Non diciamo questo per criminalizzare l’Europa, perché è giusto condividere la politica economica essendo nell’euro. È giusto però a certe condizioni: che l’Europa tratti in buona fede e non con intenti di competizione interna come accaduto nel 2011/2012 verso un Paese che era stato il terzo contributore del salvataggio greco per far rientrare le banche tedesche e francesi. Vi ricordate i soldi dello scudo fiscale di Tremonti? Dovevano servire per la crescita italiana e sono finiti per il salvataggio greco. Le nostre banche non si erano fidate dei greci. Giustamente.
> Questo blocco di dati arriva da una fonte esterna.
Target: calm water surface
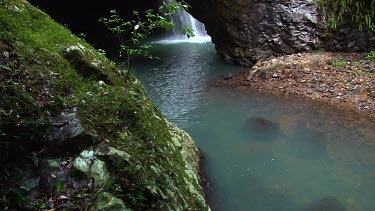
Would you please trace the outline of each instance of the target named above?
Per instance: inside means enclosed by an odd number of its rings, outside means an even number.
[[[155,44],[136,75],[206,156],[213,210],[374,210],[375,124],[313,101],[210,82],[244,67],[209,43]]]

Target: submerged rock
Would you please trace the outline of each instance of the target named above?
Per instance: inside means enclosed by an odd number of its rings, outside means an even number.
[[[316,129],[299,124],[290,141],[290,152],[301,159],[322,159],[327,156],[327,136]]]
[[[280,126],[262,117],[251,117],[245,122],[242,131],[256,141],[273,141],[280,134]]]
[[[123,200],[115,197],[111,193],[108,192],[102,192],[98,195],[98,198],[95,202],[95,205],[93,206],[93,210],[97,211],[130,211],[132,209],[129,209],[126,207]]]
[[[346,208],[334,197],[324,197],[306,205],[301,211],[345,211]]]

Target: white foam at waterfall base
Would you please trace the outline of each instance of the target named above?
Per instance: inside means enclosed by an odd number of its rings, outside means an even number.
[[[167,0],[168,2],[168,0]],[[155,41],[154,43],[207,43],[211,42],[211,37],[208,36],[204,24],[199,22],[188,12],[179,10],[172,18],[177,27],[172,29],[169,34],[162,40]],[[190,27],[193,30],[194,36],[187,37],[181,32],[182,26]]]

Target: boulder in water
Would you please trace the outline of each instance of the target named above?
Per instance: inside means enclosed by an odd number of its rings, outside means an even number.
[[[280,132],[277,123],[262,117],[249,118],[243,132],[246,136],[254,137],[257,141],[273,141]]]
[[[307,204],[302,211],[345,211],[346,208],[336,198],[329,196]]]

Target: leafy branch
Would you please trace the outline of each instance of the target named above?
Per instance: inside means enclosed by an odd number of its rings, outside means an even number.
[[[328,15],[328,27],[336,29],[337,24],[351,17],[359,30],[367,28],[375,32],[375,0],[316,0]]]
[[[132,20],[124,20],[116,10],[110,11],[109,18],[99,19],[99,22],[105,24],[121,43],[117,60],[120,61],[119,66],[127,70],[125,81],[129,77],[135,58],[157,58],[150,54],[149,48],[151,46],[145,44],[144,40],[157,29],[168,31],[174,28],[176,24],[171,21],[171,17],[179,10],[187,10],[188,8],[189,6],[184,1],[172,0],[169,3],[163,2],[156,11],[149,9],[143,14],[133,11]],[[193,31],[186,26],[183,27],[182,33],[187,37],[194,36]],[[120,74],[124,75],[125,72],[122,71]]]

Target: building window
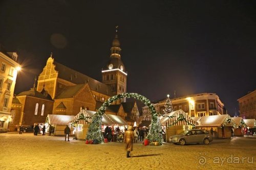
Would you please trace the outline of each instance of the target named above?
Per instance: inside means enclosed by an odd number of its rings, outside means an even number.
[[[198,109],[204,109],[204,103],[199,103],[197,104],[197,108]]]
[[[185,107],[185,111],[187,111],[187,105],[185,105],[184,107]]]
[[[45,104],[42,105],[42,109],[41,110],[41,116],[44,116],[44,112],[45,112]]]
[[[7,87],[6,88],[6,89],[7,90],[10,91],[10,89],[11,89],[11,83],[7,82]]]
[[[214,108],[214,102],[210,102],[210,109]]]
[[[2,63],[1,70],[5,72],[6,68],[6,64],[4,63]]]
[[[36,103],[35,104],[35,115],[37,115],[37,112],[38,111],[38,103]]]
[[[3,87],[3,82],[4,82],[4,79],[0,79],[0,88]]]
[[[10,71],[9,71],[9,75],[11,76],[13,76],[14,72],[14,68],[11,67],[11,68],[10,68]]]
[[[8,98],[5,98],[4,101],[4,106],[7,107],[8,105]]]

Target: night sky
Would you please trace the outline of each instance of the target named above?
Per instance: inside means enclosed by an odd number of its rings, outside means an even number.
[[[23,66],[15,92],[33,87],[51,52],[101,81],[116,25],[127,92],[216,93],[233,115],[256,88],[255,1],[1,1],[0,43]]]

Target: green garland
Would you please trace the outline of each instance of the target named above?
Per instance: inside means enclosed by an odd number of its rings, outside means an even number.
[[[172,117],[176,117],[176,116],[168,116],[168,117],[170,117],[170,118],[172,118]],[[170,127],[171,126],[174,126],[175,125],[177,124],[177,123],[178,123],[178,122],[179,121],[182,121],[182,120],[184,120],[186,123],[188,125],[190,125],[190,126],[192,126],[192,128],[193,129],[194,129],[195,127],[196,127],[196,125],[193,124],[191,124],[190,122],[187,121],[187,120],[186,120],[186,119],[185,118],[185,117],[184,117],[184,115],[182,114],[180,114],[179,115],[179,116],[178,117],[178,118],[176,120],[175,120],[174,123],[173,123],[173,124],[172,124],[172,125],[169,125],[169,126],[168,126],[168,128],[169,127]]]
[[[238,125],[236,124],[231,117],[226,118],[224,123],[222,125],[222,127],[226,126],[227,124],[231,124],[234,128],[237,129],[238,128]]]
[[[101,132],[101,120],[102,115],[109,106],[111,105],[114,102],[124,98],[135,98],[140,100],[148,107],[152,116],[152,120],[151,121],[151,125],[147,138],[149,139],[151,142],[158,141],[160,144],[162,144],[163,138],[162,135],[160,135],[159,132],[158,132],[158,117],[155,107],[151,104],[150,101],[147,98],[143,95],[134,93],[120,94],[109,98],[108,101],[105,102],[93,116],[92,122],[90,124],[88,129],[86,139],[97,139],[100,143],[103,142],[103,137]]]
[[[80,115],[79,115],[79,116],[78,117],[78,118],[74,122],[73,122],[72,124],[72,126],[73,127],[75,127],[77,125],[77,123],[78,123],[78,122],[80,120],[84,120],[86,121],[86,123],[89,123],[89,121],[88,121],[88,119],[90,118],[92,118],[92,117],[91,116],[86,116],[83,113],[81,113]]]

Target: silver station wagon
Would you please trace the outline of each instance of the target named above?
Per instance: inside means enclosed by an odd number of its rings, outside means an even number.
[[[190,143],[203,143],[208,144],[212,141],[212,136],[209,131],[201,129],[193,129],[183,131],[178,135],[172,136],[170,140],[175,144],[184,145]]]

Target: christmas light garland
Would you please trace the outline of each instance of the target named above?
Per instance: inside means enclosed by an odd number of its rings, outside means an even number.
[[[86,139],[97,139],[100,143],[103,142],[104,139],[101,132],[101,120],[102,115],[104,113],[105,110],[106,109],[107,107],[111,105],[112,103],[124,98],[135,98],[141,101],[148,107],[152,116],[152,120],[151,121],[148,134],[146,138],[150,140],[150,142],[158,142],[160,145],[162,144],[163,142],[162,129],[161,128],[160,120],[155,107],[151,104],[150,101],[147,98],[143,95],[135,93],[120,94],[109,98],[108,101],[105,102],[93,116],[92,122],[90,124],[88,129]]]
[[[168,116],[168,117],[171,117],[170,118],[172,118],[172,117],[176,117],[176,116]],[[190,122],[189,122],[188,121],[187,121],[187,120],[186,120],[186,119],[184,117],[184,115],[182,114],[180,114],[179,115],[179,116],[178,117],[177,119],[176,120],[175,120],[173,124],[172,124],[172,125],[169,125],[169,126],[168,126],[168,128],[170,127],[171,126],[175,125],[177,123],[178,123],[178,122],[179,121],[182,121],[182,120],[184,120],[185,122],[186,122],[186,123],[188,125],[192,126],[192,128],[193,129],[194,129],[196,127],[196,125],[194,125],[193,124],[191,124]]]

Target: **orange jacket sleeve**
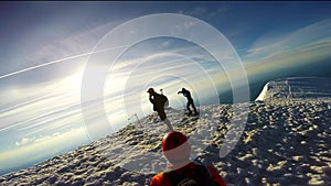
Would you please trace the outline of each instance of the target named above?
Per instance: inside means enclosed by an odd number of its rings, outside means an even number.
[[[164,173],[159,173],[150,180],[150,186],[172,186],[171,182],[164,176]]]

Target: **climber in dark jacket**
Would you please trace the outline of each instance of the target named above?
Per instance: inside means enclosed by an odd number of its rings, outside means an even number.
[[[179,94],[183,94],[183,96],[186,97],[186,99],[188,99],[186,109],[189,110],[189,114],[192,114],[192,111],[190,109],[190,106],[192,106],[192,108],[194,110],[194,116],[197,116],[197,111],[196,111],[196,108],[194,106],[193,98],[191,97],[191,92],[189,90],[186,90],[185,88],[182,88],[182,90],[179,91],[178,95]]]

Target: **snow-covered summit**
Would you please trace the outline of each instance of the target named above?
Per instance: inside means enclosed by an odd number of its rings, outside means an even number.
[[[290,77],[271,80],[256,100],[320,97],[331,98],[331,78]]]

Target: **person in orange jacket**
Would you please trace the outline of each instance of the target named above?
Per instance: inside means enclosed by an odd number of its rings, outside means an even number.
[[[214,166],[190,161],[191,144],[183,133],[167,133],[162,140],[162,152],[170,165],[152,177],[150,186],[226,186]]]

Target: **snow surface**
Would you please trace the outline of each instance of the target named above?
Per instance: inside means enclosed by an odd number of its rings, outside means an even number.
[[[175,130],[190,136],[192,158],[213,164],[227,185],[331,185],[331,98],[276,96],[275,87],[288,88],[284,83],[270,83],[277,99],[204,106],[199,118],[184,116],[183,109],[167,114]],[[301,96],[299,90],[291,86],[289,95]],[[243,112],[234,114],[235,108]],[[167,166],[166,133],[166,124],[150,114],[75,151],[0,176],[0,185],[148,185]],[[231,143],[234,149],[220,155]]]
[[[331,97],[331,79],[291,77],[269,81],[256,100]]]

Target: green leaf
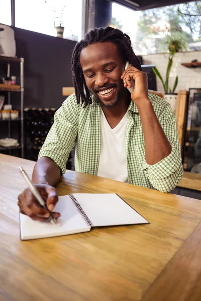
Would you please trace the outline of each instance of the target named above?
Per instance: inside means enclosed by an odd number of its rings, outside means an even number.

Se l’Europa non ha la lungimiranza di capire che non serve punire l’Italia si fa una brutta fine. L’altra condizione è che il Governo italiano mostri la buona volontà di non giocarsi la flessibilità europea al tavolo dei bonus diciottenni o simili.
Poi rimane una questione di fondo che è questa. Diciamo pure che paesi come la Grecia si sono meritati e si meritano tutto quello che gli è accaduto e che è stata solo colpa loro. Adesso però cosa facciamo? Perché nemmeno con uno sforzo colossale di cambiamento si tireranno mai fuori dal vicolo cieco in cui si sono infilati senza una mano esterna. Davvero qualcuno pensa che Grecia e Germania possano fare parte della stessa unione monetaria con cinque volte la disoccupazione e il triplo del debito senza nessun meccanismo di redistribuzione o senza investimenti? Perché se è così allora sarebbe più serio farli uscire dall’euro.
La vera questione per lo spread è quindi a quale condizioni l’Italia ottiene la protezione della Bce. Quali sono le richieste dell’Europa e quali le offerte dell’Italia. Se non si trova un accordo allora la speculazione avrà le praterie. Dal nostro punto di vista ci interessa che sia il Governo italiano che l’Europa contrattino in buona fede. Il primo motivato a risolvere problemi che nessun altro può risolvere (la burocrazia è a costo zero) e la seconda con un po’ di lungimiranza e disposta ad accantonare le inevitabili pulsioni di competizione interna tra Stati europei.
La medicina per lo spread italiano oggi è la Bce e nessun altro anche con un governo De Gasperi. Come si prenda questa medicina è la vera questione. Speriamo che nessuno sia animato da volontà suicide e che si capisca che in tempo di dazi e guerre dietro l’angolo si deve cambiare marcia.